Bob Dylan. Quale Dylan? Lo sbarbatello con la chitarra acustica a tracolla e la sigaretta di traverso? O quello più sofisticato con il cappellaccio, la giacca di fustagno e il dolcevita, uniforme di rito per i beatnik di inizio anni sessanta? Oppure quello con la giacca di pelle, i jeans a tubo, gli stivali a punta e gli occhiali scuri che strapazza una Stratocaster e impreca contro la comunità folk? O, forse, quello fulminato sulla via di Damasco che paresi nasconda tra la folla dei fedeli in una delle chiese evangeliche più all’avanguardia della California?
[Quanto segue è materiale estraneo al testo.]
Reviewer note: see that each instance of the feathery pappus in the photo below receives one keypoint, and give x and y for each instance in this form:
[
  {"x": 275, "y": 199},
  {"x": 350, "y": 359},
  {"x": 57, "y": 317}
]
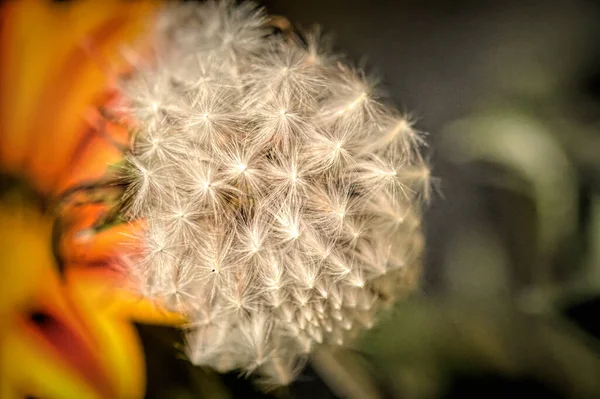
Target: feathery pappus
[{"x": 281, "y": 195}]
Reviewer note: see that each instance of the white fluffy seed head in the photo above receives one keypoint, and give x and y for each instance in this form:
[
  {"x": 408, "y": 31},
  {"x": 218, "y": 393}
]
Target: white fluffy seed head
[{"x": 281, "y": 196}]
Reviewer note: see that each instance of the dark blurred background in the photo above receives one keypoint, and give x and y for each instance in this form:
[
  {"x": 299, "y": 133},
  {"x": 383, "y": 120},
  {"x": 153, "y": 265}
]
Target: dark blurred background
[{"x": 508, "y": 93}]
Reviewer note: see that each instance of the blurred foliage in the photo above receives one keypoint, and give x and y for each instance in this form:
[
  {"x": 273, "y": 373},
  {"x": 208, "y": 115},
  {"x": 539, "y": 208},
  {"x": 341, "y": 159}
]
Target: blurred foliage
[{"x": 511, "y": 288}]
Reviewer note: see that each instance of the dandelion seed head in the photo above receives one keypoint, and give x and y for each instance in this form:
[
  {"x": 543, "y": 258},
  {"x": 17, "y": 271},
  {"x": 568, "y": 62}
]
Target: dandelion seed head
[{"x": 281, "y": 193}]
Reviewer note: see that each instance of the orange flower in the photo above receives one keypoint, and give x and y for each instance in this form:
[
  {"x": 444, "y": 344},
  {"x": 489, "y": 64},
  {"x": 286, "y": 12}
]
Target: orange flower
[{"x": 65, "y": 325}]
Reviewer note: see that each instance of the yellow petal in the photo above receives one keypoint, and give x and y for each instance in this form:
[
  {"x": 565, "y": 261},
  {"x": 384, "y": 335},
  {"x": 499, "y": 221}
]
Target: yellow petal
[{"x": 57, "y": 61}]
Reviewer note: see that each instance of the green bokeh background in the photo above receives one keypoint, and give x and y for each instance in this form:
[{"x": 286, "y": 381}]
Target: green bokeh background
[{"x": 509, "y": 94}]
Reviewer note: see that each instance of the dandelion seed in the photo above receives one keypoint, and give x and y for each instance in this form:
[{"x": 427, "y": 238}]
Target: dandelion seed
[{"x": 282, "y": 193}]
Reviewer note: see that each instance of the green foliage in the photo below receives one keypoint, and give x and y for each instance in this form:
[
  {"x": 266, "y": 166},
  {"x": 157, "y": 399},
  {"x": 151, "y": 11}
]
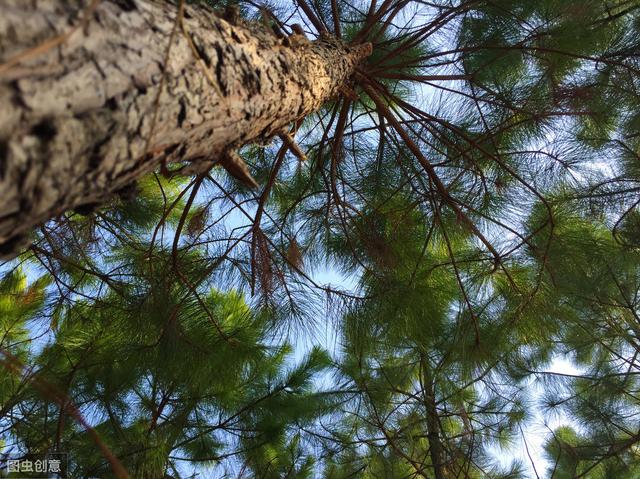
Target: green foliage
[{"x": 476, "y": 184}]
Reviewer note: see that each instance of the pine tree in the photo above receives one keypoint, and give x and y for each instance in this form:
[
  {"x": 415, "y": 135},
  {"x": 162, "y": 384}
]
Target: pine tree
[{"x": 475, "y": 175}]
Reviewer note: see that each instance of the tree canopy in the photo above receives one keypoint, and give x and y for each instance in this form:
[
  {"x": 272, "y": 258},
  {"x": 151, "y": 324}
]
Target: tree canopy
[{"x": 474, "y": 184}]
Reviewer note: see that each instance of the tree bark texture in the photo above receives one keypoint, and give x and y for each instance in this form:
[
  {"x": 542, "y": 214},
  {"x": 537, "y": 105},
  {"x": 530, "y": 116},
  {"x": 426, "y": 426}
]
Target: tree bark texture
[{"x": 84, "y": 118}]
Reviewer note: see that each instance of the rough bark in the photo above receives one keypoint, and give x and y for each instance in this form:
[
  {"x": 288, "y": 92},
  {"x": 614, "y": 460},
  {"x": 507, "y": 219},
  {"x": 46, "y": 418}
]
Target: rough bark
[{"x": 76, "y": 119}]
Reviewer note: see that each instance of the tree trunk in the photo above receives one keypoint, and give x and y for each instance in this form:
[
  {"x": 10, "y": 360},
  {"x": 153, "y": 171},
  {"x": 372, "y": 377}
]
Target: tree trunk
[
  {"x": 433, "y": 422},
  {"x": 87, "y": 105}
]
Di Dylan ce ne sono tanti e nessuno è il vero Bob Dylan, o forse lo sono tutti. Anzi, sembra quasi che non esista. Forse perché lui più di ogni altro artista del Novecento ha saputo incarnare le pulsioni contrastanti della società statunitense, spesso cavalcando l’onda del cambiamento e mimetizzandosi come un abile camaleonte umano.
Wicked Messenger non è l’ennesima biografia di Bob Dylan. È, piuttosto, il tentativo riuscito di ricostruire un periodo storico, quello degli anni sessanta, attraverso le liriche del cantautore più importante di sempre.